For a time he was happy and relevant. Governments plagiarized him in speeches. Parents saw him as a path to enlightened citizenship. Students resented him, then years later quoted him unexpectedly in hardware stores. Under his reign, citizens could locate countries on maps, distinguish correlation from causation, and cultivate their identities as something larger and more important than the larval stage of a worker.
Then came the Long Counteroffensive.
First came the Ministers of Immediate Employability. They asked, with terrible politeness, whether students truly needed ethics when forklift certification was available. Then came the Ministers of Efficiency, who believed all knowledge should fit in cells A1 through H27. They attacked the old fortresses one by one. Philosophy was told to justify itself in quarterly metrics. History was asked what software it ran. Literature was informed that feelings were not scalable.
General Education fought bravely. At the Battle of Curriculum Review he held the line for three days sustained on only the fumes of a whiteboard marker and a passage from Marcus Aurelius' Meditations. At the Siege of Budget Season he survived on principle and a tattered copy of The Art of War. During the terrible Night of a Thousand Strategic Plans, he personally rescued Anthropology from a thousand-slide PowerPoint deck.

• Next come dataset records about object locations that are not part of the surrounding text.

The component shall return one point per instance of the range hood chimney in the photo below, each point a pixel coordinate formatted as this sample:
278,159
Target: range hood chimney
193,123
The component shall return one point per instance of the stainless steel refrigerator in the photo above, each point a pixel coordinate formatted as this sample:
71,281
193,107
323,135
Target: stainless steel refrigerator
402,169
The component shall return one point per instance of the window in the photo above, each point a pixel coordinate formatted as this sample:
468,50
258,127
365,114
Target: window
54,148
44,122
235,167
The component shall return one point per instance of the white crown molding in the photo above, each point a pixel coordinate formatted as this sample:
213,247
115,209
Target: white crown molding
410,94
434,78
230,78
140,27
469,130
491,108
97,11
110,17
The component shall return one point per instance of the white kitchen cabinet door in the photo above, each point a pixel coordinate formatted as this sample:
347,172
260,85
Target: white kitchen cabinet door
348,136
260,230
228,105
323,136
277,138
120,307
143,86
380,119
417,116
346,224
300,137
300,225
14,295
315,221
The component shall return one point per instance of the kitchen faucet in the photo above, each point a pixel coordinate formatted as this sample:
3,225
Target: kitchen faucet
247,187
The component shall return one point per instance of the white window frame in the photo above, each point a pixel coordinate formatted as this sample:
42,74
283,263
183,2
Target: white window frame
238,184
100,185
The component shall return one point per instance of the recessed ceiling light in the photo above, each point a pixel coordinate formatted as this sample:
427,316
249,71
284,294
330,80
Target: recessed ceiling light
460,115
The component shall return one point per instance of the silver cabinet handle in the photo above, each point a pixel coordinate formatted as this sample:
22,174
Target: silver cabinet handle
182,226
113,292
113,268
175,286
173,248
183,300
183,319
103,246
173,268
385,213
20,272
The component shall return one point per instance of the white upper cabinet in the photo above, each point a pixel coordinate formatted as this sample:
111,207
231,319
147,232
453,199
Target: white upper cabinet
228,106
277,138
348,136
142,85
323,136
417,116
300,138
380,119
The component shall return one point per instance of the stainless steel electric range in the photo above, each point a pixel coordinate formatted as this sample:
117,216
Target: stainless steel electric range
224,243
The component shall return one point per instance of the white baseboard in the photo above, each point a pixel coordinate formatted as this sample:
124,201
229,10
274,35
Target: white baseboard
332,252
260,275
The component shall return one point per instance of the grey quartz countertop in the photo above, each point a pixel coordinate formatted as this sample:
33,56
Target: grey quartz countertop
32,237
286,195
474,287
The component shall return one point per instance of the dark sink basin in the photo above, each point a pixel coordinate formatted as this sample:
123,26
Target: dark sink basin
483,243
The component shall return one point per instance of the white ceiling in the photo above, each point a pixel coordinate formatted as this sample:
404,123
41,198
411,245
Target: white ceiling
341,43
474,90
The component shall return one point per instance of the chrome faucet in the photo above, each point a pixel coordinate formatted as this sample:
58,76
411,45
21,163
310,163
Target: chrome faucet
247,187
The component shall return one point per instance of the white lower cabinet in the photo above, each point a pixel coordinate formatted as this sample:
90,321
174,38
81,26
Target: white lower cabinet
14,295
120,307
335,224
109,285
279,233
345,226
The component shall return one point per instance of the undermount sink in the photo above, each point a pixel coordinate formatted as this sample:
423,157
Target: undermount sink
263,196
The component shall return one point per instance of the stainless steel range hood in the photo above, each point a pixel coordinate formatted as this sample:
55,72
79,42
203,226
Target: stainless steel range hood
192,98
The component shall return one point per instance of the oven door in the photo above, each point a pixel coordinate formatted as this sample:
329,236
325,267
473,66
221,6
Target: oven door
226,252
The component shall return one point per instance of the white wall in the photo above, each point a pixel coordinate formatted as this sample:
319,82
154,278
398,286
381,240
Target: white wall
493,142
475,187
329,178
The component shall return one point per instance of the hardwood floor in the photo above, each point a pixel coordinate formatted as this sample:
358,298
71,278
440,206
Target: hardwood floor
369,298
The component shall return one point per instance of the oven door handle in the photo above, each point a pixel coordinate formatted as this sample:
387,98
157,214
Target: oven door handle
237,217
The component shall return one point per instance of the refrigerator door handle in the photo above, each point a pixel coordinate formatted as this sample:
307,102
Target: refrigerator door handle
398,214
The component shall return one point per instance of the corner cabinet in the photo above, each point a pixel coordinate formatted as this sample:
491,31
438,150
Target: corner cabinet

But every year another banner fell. Breadth requirements became “optional pathways.” Civic literacy sank under the waves as “soft skills.” He watched as students forgot how to ask where meaning comes from, or how power is distributed, or what there is to human life beyond making a rich person slightly richer and paying debt.
Yet all is not lost. Sometimes a weary student, exhausted by training modules and corporate jargon, searches for a thing they have been denied an ability to name. They click a page on astronomy, or poetry, or why democracies fail. They read for twenty minutes longer than intended. A small light returns to their eyes.
Then, somewhere, old General Education straightens his shoulders, adjusts his curtain-cape, and walks.